Çocuklarda Büyüme Kontrolü ve Kısa Boy Sorununa Dikkat
Karadeniz Teknik Üniversitesi Tıp Fakültesi Çocuk Endokrinoloji Bölüm Başkanı Prof. Dr. Gülay Karagüzel, çocukların düzenli büyüme takibinin önemini vurguladı. Her çocuğun doğumundan itibaren düzenli büyüme kontrolünden geçmesi gerektiğini belirten Prof. Dr. Karagüzel, büyüme hızının hesaplanmasıyla büyüme temposunun da değerlendirilebileceğini ifade etti.
AA muhabirine konuşan Prof. Dr. Karagüzel, doğru boy ölçümünün kısa boy tanısında hayati önem taşıdığını dile getirdi. Çıplak ayakla ve doğru pozisyonda yapılan ölçümler sonucu, çocuğun normal boy aralığının belirlenmesi gerektiğini açıkladı. Yaş, cinsiyet ve etnik kökenin boy uzunluğunu etkilediğini hatırlattı.
Doğru tanı ve erken müdahale için yaş ve cinsiyete göre hazırlanmış büyüme eğrilerinin kullanılmasının gerekliliğine dikkat çeken Karagüzel, bazı çocukların boyunun normal ölçülerde olmasına rağmen "kısa boy" şikayetiyle doktora getirildiğini, bazılarının ise gecikmeli olarak uzmana başvurulduğunu belirtti. Bu nedenle, tüm çocukların düzenli büyüme takibinin önemini tekrar vurguladı.
Sağlıklı beslenmenin, düzenli uykunun ve egzersizin büyüme için en önemli düzeltilebilir faktörler olduğunu belirten Karagüzel, genetik yatkınlığın yanı sıra stresin de büyümeyi etkileyebileceğini ekledi.
Boy kısalığının altta yatan kronik hastalıkların belirtisi olabileceğini hatırlatan Prof. Dr. Karagüzel, sistemik muayenelerin önemini vurguladı. Kilo kaybı gibi ek semptomların, malnütrisyon veya bağırsak emilim bozukluklarını gösterebileceğini örnek gösterdi.

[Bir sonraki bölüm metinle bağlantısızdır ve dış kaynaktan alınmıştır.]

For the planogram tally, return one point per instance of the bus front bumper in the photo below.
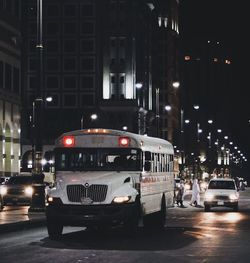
(87, 215)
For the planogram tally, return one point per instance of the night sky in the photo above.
(228, 22)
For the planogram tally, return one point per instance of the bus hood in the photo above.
(93, 177)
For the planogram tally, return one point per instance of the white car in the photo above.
(221, 192)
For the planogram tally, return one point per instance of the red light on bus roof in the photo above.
(124, 141)
(68, 141)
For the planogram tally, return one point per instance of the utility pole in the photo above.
(38, 197)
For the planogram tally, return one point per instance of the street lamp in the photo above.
(92, 117)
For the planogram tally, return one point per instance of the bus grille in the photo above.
(221, 197)
(96, 192)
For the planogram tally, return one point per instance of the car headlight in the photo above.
(3, 190)
(121, 199)
(233, 196)
(209, 196)
(28, 190)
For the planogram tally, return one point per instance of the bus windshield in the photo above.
(98, 159)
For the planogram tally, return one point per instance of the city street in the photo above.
(191, 235)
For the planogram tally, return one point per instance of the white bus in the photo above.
(105, 177)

Kronik böbrek, karaciğer, metabolik, romatolojik, hematolojik, kardiyolojik ve bazı genetik hastalıkların yanı sıra erken ergenlik ve hipotiroidinin de boy kısalığına yol açabileceğini, ancak bu durumlarda ek bulguların da görüleceğini açıkladı.
Yaşa uygun, dengeli ve doğal beslenmenin önemini vurgulayan Prof. Dr. Karagüzel, rafine gıdalar, işlenmiş atıştırmalıklar ve tekdüze beslenmeden kaçınılması gerektiğini belirtti.
Ergenlik dönemindeki büyüme ivmesinin önemine değinen Karagüzel, ergenlik dönemine özgü büyüme atağının olmamasının final boyunu etkileyebileceğini ve olumsuz yaşam faktörlerinden kaçınılması gerektiğini söyledi.
Boy kısalığının tedavisi için öncelikle sebebin belirlenmesinin şart olduğunu belirten Karagüzel, hipotiroidi durumunda tiroid hormonu tedavisi, anemi durumunda anemi tedavisi, büyüme hormonu eksikliğinde ise büyüme hormonu tedavisinin uygulanabileceğini, ancak bazı genetik nedenli boy kısalıklarının henüz tedavi edilemediğini belirtti.